Legislasi berbasis bukti adalah gagasan yang sederhana — negara membuat undang-undang bukan berdasarkan dugaan, tetapi berdasarkan pengetahuan yang dapat diuji.
Ironisnya, kesederhanaan sering menjadi lawan politik. Kebijakan publik yang semestinya dibangun dari riset, statistik, tren sosial-ekonomi, hingga evaluasi kebijakan justru digeser oleh kompromi kekuasaan.
Naskah akademik yang seharusnya memotret akar masalah sering berubah menjadi pembenaran.
Analisis biaya-manfaat jarang berbicara lewat angka. Telaah perbandingan sistem hukum luar negeri hanya muncul sebagai ornamen. Partisipasi publik menjadi ritus: berlangsung, tetapi tidak didengarkan.
Seolah-olah pengetahuan hanya perlu hadir di atas kertas — bukan menjadi dasar pengambilan keputusan. Di sana kita menjumpai paradoks: negara yang ingin mengatur rakyat tanpa terlebih dulu memahami rakyat.
Hukum yang miskin bukti bukan hanya masalah teknis. Ia menyentuh hidup orang. Undang-undang yang tergesa bisa berarti pekerja kehilangan posisi tawar, orang sakit kehilangan akses layanan, siswa kehilangan kesempatan, warga kehilangan rasa aman dalam ruang publik.
Legislasi bukan abstraksi — ia menetap di dapur, di sekolah, di puskesmas, di pabrik, di sawah, di ruang-ruang kecil tempat manusia menggantung harapan.
Setiap pasal yang disahkan tanpa mengukur dampak adalah perjudian atas kehidupan orang banyak. Dan setiap kali hukum keliru menerka kenyataan, kenyataan akan menemukan cara untuk melawan — lewat keresahan, gugatan, protes, atau kekecewaan yang mengendap.
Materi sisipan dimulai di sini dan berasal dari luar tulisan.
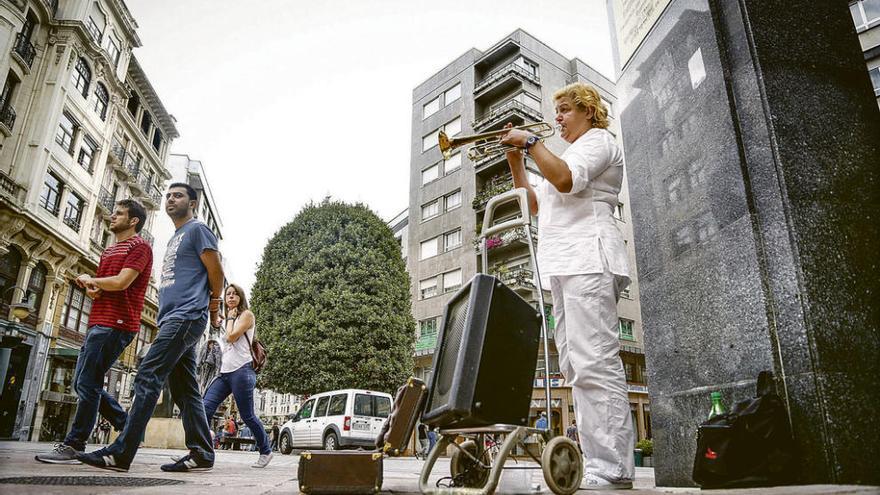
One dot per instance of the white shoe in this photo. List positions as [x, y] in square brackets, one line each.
[264, 460]
[594, 482]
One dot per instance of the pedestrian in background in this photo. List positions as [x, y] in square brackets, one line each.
[118, 290]
[189, 293]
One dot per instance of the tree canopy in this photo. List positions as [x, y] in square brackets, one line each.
[332, 303]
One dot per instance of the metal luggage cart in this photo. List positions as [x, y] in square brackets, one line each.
[476, 469]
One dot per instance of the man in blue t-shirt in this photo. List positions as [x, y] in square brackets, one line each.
[190, 291]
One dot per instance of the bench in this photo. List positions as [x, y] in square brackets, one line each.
[235, 443]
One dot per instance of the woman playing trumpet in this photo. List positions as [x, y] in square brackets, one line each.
[582, 258]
Di ruang Mahkamah Konstitusi, pasal-pasal yang seharusnya menyelesaikan masalah kembali dipertanyakan. Undang-undang yang semula dirayakan menjadi daftar panjang “perbaikan” dan “revisi”.
Kita lupa bahwa kata revisi adalah pertanda bahwa sebelumnya ada yang tidak pernah dipahami.
Di banyak negara, bukti bukan sekadar pelengkap. Ia adalah fondasi. Kebijakan publik diuji secara ilmiah, bukan sekadar secara politis.
Sebelum berlaku nasional, beberapa negara memilih uji coba kebijakan — seperti laboratorium sosial. Jika gagal, mereka tidak menyalahkan rakyat; mereka memperbaiki kebijakan. Di sana, undang-undang bukan karya egoistik, melainkan karya pengetahuan.
Indonesia sesungguhnya telah memiliki perangkat untuk itu: naskah akademik, analisis dampak regulasi, konsultasi publik, evaluasi pasca-legislasi.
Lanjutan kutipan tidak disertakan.